Apprehensive that the rupee could further weaken as crude oil prices soar, foreign portfolio investors (FPIs) have sold Indian bonds close to $1 billion so far in September. Sales in the equity market at close to $232.3 million between September 1 and 18 have been far smaller.
Since January, the rupee has lost 12% and closed at 72.3825 to the dollar on Wednesday. Noticeably, the US dollar Index — Dollex — has weakened by nearly 1% since the beginning of September.
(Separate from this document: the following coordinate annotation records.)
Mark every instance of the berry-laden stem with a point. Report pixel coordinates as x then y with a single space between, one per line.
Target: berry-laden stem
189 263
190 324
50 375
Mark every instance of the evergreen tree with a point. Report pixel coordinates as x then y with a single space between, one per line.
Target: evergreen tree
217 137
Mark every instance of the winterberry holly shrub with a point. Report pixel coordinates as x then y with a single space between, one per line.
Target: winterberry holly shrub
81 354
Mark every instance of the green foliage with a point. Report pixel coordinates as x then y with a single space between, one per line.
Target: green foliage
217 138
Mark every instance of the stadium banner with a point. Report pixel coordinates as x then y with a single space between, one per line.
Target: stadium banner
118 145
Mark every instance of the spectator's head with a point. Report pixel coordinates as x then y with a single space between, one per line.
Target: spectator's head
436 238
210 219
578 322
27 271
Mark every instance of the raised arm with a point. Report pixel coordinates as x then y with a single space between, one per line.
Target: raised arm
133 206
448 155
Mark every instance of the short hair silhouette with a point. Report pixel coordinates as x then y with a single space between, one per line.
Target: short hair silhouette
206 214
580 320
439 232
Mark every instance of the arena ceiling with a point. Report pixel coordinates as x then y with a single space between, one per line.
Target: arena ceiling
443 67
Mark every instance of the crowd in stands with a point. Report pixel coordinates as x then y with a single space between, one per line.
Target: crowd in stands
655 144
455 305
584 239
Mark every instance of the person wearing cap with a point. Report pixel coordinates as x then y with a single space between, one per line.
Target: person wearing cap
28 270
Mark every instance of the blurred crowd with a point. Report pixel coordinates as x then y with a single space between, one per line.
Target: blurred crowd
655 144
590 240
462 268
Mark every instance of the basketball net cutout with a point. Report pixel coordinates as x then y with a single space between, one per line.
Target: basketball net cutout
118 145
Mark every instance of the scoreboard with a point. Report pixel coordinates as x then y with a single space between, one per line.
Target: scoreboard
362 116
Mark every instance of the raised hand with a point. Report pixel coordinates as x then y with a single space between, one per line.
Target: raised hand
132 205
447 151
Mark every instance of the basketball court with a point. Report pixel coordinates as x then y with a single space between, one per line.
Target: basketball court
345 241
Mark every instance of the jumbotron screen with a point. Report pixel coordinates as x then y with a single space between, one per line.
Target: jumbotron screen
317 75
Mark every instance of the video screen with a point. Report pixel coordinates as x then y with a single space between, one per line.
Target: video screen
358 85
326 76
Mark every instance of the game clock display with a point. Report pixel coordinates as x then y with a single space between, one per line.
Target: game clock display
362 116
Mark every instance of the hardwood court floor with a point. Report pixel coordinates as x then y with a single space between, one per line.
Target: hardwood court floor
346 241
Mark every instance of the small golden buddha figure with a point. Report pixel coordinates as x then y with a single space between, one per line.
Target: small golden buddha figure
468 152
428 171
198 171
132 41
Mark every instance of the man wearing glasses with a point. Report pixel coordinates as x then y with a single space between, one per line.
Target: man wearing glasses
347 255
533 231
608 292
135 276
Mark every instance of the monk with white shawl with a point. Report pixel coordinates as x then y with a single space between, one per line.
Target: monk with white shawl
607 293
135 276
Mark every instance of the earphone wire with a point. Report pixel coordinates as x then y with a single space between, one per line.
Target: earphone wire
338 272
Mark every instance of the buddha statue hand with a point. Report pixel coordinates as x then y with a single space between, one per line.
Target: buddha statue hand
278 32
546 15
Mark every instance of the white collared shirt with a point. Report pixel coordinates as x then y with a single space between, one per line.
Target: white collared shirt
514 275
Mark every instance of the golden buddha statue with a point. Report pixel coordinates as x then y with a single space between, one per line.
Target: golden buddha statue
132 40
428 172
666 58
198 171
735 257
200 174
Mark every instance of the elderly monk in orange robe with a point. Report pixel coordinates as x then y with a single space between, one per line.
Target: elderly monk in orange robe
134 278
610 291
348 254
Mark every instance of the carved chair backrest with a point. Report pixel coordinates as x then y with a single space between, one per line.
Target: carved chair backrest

Treasury yields in the US 10-year paper have been rising over the past couple of months and hit 3.07% on Thursday, the highest in almost four months. The yield on the Indian benchmark paper has jumped 7 basis points (bps) since the start of September and closed at 8.07 on Wednesday. Brent oil was ruling at around $79.83 levels per barrel on Thursday.
The weakening rupee could prompt foreign investors to offload more bonds, market observers said. Otherwise, their portfolios would continue to lose value. To be sure, other emerging markets which are vulnerable to rising crude oil prices have also seen sell-offs in their bond markets. Indonesian bond markets have witnessed a net selling of $1.2 billion in the same period.
Ajay Manglunia, EVP & head – fixed income, Edelweiss Financial Services, said FPIs remained net investors in August at $355 million, primarily because the rupee and yields had shown signs of stabilisation.
“In September, the rupee has been on a depreciating path and yields have been unstable, these are factors that have possibly triggered FPI outflows. The market has now factored in a 50 bps hike during the October meeting, with a few more hikes underway by the monetary policy committee,” Manglunia explained.
Sebi said after its recent board meeting that the proposed amendments in Sebi (FPI) Regulations, 2014 were discussed and broadly agreed upon. The revised circular will be soon issued separately, the regulator said. “Largely, we have agreed with what the HR Khan committee is saying,” said Sebi chairman Ajay Tyagi after the board meeting.
The RBI in its annual report earlier had highlighted that the CAD was expected to be largely financed by FDI flows.